Another document akin to the Annual Physical Examination form is the Medication Reconciliation Form. This form is used to list all current medications a patient is taking, including dosages and frequencies. Just as the Annual Physical Examination form requires detailed information about medications, the Medication Reconciliation Form ensures that healthcare providers have an accurate understanding of a patient's medication regimen. This helps prevent potential drug interactions and ensures continuity of care during medical appointments.

The Immunization Record is also similar to the Annual Physical Examination form in that it tracks vaccinations a patient has received. Both documents require specific dates and types of immunizations, which are crucial for maintaining public health and individual well-being. The Immunization Record provides a clear overview of a patient's vaccination history, while the Annual Physical Examination form may include this information as part of a broader health assessment.

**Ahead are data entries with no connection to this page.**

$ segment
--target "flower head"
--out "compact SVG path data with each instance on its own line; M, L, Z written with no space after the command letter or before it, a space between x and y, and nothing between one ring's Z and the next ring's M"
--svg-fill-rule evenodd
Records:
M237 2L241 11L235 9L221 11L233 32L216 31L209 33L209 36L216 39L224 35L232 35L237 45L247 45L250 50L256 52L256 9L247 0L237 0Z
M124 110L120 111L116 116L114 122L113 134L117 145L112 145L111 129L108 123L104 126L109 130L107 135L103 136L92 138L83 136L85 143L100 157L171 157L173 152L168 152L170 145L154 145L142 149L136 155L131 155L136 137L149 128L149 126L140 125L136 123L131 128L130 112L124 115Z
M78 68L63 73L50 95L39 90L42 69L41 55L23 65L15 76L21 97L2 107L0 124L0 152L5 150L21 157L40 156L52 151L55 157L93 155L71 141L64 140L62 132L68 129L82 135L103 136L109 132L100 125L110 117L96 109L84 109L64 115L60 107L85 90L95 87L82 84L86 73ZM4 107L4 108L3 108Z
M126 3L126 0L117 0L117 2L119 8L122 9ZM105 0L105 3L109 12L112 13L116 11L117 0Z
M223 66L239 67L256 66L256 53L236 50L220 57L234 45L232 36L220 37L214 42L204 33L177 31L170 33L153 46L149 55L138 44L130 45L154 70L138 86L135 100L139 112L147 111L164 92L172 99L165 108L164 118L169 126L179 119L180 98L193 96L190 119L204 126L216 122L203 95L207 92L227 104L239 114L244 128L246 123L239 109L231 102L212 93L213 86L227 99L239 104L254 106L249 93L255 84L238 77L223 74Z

Lastly, the Patient Intake Form bears resemblance to the Annual Physical Examination form. It gathers demographic information and medical history before a patient’s appointment. Both forms aim to streamline the patient experience by collecting vital information upfront. The Patient Intake Form often includes questions about lifestyle habits and allergies, similar to the Annual Physical Examination form’s focus on current medications and allergies, ensuring that healthcare providers have the necessary context to deliver effective care.